So here’s my summary (plus some interpretation) of the editorial on the homeostasis model:
There are several factors previously suggested to have been the cause of, or related to, PFP – strength, flexibility, patellar tracking, quadriceps angle, joint shape, depression, fear-avoidance – but there is insufficient evidence that any one of these is causative. *We shouldn’t be blaming these*.
Biomechanical factors will often remain after symptoms have resolved.
The goal of interventions is to re-establish homeostasis (the normal, healthy pain-free environment within the joint) through a temporary alteration of load, then incrementally restoring the envelope of function to the baseline level or higher.
Kinematic patterns (the way people move) thought to be causative i.e. pelvis dropping, knee moving inwards etc. are just as likely to be the effect of knee pain, not the cause of.
Rehab needs to consider (1) peak loads, (2) rate of load and (3) cumulative load. For example, running 1km requires 800-1000 steps with multiple of bodyweight so rehab and progression needs to consider and reflect these. *this is very complex!*
Adding resistance to body weight exercises is required if a clinician wishes to attain peak quadriceps forces that are of same magnitude as those seen during jumping e.g. a vertical jump is equivalent to 7x bodyweight
High loads are not dangerous, rather loads that exceed a tissue’s conditioned capacity. When an acute load exceeds the chronic load and the conditioned capacity, that is when the joint becomes symptomatic.
In those with PFP, the quads are on average 10% weaker (which is not visible) than in normal controls and quadriceps weakness is an established risk factor suggestive of inadequate chronic training load and low envelope of function. The mechanisms of pain reduction from 8 weeks of quad strengthening are unknown.
Using a mirror is an effective means to changing hip and pelvis mechanics, but that control and change in movement does not transfer to altered running mechanics
Increasing cadence (step rate) by 5-10% reduces knee joint contact forces by 10-20% (this is a good thing).
Forefoot running increased achilles load by >10% which equates to almost a 50x bodyweight increase in load over a mile (potentially not a good thing) – this may help the knee pain but overload the Achilles and cause it to become symptomatic instead.
Running with orthoses (6 weeks) can reduce symptoms but changes are not due to altered kinematics
Pain should be no higher than 2/10 with minimal or no pain after activity
It is possible to alter the way someone moves during a therapeutic exercise e.g. performing a single leg squat, but unless that’s done while running i.e. while running watching the legs via a monitor in real-time, those changes are task specific and almost certainly *not* going to translate into an altered running gait.
It has been suggested that people with PFP have “weak glutes” (specifically glute medius or the lateral rotators) where in fact those muscles may be *stronger* in those who have PFP. (don’t blame the glutes!)

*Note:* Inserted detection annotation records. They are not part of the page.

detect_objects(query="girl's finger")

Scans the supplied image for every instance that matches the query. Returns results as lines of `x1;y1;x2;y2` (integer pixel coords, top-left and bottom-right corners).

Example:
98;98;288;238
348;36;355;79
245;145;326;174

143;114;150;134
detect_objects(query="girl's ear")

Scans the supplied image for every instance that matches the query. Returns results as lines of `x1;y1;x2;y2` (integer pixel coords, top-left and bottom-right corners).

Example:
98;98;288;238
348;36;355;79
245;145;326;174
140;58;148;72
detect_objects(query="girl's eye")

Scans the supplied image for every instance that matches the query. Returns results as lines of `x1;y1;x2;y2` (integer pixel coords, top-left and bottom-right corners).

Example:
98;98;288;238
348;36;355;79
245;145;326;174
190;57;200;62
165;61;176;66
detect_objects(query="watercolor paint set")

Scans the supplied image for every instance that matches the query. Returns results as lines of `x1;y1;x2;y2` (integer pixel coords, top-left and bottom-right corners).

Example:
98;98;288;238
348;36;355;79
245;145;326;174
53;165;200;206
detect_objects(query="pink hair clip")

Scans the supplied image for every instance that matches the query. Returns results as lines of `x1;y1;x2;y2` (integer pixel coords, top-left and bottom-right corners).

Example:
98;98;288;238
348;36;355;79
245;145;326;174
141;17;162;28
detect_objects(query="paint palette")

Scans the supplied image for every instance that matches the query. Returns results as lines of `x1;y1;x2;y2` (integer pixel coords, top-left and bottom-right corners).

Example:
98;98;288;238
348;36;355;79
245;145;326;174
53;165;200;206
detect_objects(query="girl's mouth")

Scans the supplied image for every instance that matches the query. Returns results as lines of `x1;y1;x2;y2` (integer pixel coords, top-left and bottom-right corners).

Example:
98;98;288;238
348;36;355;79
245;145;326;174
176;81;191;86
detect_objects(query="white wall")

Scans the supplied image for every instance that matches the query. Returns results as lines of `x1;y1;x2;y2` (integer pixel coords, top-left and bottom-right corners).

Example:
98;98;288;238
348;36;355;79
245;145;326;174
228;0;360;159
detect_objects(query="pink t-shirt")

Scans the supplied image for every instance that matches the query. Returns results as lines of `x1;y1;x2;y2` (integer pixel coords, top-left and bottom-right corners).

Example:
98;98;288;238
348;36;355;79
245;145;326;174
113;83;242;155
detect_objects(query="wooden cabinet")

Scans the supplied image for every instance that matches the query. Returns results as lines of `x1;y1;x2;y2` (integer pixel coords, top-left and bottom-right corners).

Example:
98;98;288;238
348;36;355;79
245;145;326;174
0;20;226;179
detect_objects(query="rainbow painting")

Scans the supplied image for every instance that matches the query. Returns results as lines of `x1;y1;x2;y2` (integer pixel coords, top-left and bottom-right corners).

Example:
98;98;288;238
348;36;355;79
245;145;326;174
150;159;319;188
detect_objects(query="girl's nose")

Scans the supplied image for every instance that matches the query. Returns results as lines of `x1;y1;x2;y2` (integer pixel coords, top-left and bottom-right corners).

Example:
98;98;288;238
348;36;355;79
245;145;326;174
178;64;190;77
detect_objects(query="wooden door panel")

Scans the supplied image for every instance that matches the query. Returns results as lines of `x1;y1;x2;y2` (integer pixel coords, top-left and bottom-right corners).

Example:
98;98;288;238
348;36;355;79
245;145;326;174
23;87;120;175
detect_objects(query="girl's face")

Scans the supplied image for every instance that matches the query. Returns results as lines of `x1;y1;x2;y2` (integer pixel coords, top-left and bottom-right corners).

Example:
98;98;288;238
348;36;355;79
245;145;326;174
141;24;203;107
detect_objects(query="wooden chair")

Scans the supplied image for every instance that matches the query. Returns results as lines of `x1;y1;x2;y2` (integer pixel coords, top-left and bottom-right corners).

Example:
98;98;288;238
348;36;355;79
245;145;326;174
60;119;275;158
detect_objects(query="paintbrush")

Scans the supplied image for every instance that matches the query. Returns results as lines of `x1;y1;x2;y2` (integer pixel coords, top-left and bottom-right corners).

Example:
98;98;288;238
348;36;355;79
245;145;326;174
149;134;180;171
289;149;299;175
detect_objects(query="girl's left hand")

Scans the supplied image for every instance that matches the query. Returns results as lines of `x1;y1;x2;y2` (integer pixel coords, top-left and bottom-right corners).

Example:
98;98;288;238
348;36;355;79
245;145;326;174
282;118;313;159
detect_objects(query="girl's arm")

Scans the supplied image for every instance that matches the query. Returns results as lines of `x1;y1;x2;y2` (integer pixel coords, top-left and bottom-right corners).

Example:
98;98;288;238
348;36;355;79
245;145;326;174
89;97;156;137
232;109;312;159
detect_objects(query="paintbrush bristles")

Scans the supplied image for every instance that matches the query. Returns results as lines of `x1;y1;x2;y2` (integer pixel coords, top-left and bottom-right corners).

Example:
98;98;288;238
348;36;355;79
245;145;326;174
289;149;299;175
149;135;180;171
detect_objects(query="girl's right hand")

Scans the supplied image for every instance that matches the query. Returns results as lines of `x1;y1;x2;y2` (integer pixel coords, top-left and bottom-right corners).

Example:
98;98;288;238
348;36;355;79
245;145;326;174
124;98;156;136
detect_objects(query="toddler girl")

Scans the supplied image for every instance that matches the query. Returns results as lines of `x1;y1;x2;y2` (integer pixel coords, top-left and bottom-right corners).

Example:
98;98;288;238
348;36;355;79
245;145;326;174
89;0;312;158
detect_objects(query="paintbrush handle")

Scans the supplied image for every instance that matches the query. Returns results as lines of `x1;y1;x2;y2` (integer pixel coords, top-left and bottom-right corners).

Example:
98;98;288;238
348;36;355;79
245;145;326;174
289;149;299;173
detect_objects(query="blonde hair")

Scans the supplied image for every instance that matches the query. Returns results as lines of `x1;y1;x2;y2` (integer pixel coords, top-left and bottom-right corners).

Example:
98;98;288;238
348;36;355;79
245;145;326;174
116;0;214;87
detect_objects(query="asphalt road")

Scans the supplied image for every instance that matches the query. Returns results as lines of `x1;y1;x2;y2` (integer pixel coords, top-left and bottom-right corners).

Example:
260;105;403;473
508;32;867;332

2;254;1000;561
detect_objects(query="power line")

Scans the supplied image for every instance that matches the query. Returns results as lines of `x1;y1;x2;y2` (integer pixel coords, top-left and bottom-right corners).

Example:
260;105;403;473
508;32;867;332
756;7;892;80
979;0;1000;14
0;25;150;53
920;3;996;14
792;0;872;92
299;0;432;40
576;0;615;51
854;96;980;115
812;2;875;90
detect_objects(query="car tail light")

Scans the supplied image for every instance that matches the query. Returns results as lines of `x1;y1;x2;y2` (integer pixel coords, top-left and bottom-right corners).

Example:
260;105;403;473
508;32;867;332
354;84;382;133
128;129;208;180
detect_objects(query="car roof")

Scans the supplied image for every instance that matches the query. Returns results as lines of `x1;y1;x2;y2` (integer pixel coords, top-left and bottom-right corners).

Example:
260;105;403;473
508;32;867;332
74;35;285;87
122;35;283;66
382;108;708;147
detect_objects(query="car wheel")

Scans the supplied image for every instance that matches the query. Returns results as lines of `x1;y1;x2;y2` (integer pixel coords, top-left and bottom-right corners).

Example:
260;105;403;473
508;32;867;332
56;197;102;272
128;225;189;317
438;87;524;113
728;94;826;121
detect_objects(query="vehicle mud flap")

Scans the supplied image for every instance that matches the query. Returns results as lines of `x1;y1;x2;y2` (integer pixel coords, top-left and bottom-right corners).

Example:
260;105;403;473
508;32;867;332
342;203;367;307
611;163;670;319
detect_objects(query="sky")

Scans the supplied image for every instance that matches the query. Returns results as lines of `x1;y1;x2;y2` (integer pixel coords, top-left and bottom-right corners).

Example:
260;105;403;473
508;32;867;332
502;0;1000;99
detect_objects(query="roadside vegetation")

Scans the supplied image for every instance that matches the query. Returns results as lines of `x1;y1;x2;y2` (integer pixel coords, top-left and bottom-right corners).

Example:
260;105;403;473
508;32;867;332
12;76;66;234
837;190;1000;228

Exercises intended to strengthen the glute medius and lateral rotators (the posterolateral hip) do not change hip mechanics in those with PFP, but may improve pain.
Loads can be modified in several ways at the hip, knee and ankle however the beneficial effects are not likely due to any long-term biomechanical changes.
Clinicians are encouraged to introduce therapeutic exercise which are aimed at altering biomechanics i.e. if someone’s knee moves inwards (valgus collapse) under load, use cues to do the opposite. These may reduce symptoms and alter load, but will unlikely change the mechanics long-term or during running.
Determining the likely forces and load through the knee joint with different exercises, loads and angles is bloody complicated!! It’s likely going to be a little hit-and-miss and guided by symptoms.
Appropriately grading a return to usual running volumes is equally challenging. ‘Runners’ would likely benefit from an electronic means of recording the three variables for someone to accurately grade their rehab program.